I am tormented by the problem of obtaining information about whether the user has rights to certain commands to certain tables. For example, there is a user user and he has SELECT rights in table1, as well as SELECT, DELETE rights in table2. How to determine if the user has rights to delete specifically for the table table2?

If you use the command:

SHOW GRANTS FOR user;

then all user privileges are displayed, which in turn is difficult to automatically process (more precisely, I cannot imagine how to choose DELETE from a changing output that will apply to table2 and not to be confused with other tables.)

If you use the command:

 SELECT * FROM information_schema.user_privileges;

then not all privileges are displayed (in my case, only one USAGE privilege is displayed),

If use command

 USE information_schema; SELECT TABLE_NAME, PRIVILEGES FROM COLUMNS;

then the privileges are displayed only those that match the list "select, insert, update, references" i.e. in my case DELETE is not here.

Is it really impossible to find out whether the user has certain rights?

    1 answer 1

    First, you need to understand that in MySQL, privileges can be granted to different objects

    1. On the entire server
    2. On some bases
    3. On some tables
    4. On some columns

    Request

     SHOW GRANTS FOR user;

    It will show you all granted privileges for this user.
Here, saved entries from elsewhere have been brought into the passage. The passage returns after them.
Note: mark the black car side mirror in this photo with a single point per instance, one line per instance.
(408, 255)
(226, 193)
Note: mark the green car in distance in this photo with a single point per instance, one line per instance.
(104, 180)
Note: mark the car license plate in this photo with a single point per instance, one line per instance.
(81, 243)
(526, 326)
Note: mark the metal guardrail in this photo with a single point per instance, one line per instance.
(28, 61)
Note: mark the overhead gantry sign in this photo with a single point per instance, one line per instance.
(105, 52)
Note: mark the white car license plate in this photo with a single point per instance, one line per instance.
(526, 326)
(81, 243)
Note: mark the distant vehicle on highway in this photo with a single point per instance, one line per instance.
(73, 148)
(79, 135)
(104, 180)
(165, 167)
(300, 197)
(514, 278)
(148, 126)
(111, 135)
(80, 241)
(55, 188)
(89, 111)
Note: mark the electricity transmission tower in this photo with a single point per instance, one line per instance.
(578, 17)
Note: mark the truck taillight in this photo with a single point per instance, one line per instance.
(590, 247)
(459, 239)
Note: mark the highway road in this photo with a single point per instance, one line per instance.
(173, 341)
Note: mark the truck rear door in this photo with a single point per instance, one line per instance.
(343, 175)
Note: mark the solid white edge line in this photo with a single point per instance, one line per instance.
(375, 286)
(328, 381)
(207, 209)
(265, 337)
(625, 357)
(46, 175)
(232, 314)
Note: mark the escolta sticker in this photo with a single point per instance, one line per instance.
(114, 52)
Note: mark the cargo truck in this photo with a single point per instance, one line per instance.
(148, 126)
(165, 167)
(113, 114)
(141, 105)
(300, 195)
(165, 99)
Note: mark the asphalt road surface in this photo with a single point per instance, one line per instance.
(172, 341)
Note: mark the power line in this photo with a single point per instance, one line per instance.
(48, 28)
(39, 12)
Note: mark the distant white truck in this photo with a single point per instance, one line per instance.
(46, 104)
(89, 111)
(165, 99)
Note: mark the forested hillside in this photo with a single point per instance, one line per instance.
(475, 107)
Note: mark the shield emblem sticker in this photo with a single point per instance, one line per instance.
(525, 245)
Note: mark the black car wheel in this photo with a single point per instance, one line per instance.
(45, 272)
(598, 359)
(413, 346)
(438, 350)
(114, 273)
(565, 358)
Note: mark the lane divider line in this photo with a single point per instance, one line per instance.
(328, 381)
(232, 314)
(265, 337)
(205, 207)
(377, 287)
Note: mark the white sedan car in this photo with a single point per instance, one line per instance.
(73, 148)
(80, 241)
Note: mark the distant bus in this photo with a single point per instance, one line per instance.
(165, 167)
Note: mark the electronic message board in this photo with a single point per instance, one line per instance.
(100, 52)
     SELECT * FROM information_schema.user_privileges;

    show privileges granted to the whole server

    What gives the request

     SELECT TABLE_NAME, PRIVILEGES FROM information_schema.COLUMNS;

    I do not know. But user privileges by columns are listed in the column_privileges table (by the way, DELETE for a column cannot be determined - the column data cannot be deleted)

    And then there are table_privileges - privileges to the table and schema_privileges - privileges to the base.

    I think your privilege should be searched in table_privileges .

    In general, I would advise not to bother with this issue. And just try to do a certain action and check the error code.

    It is possible to check the DELETE privilege specifically with such a request.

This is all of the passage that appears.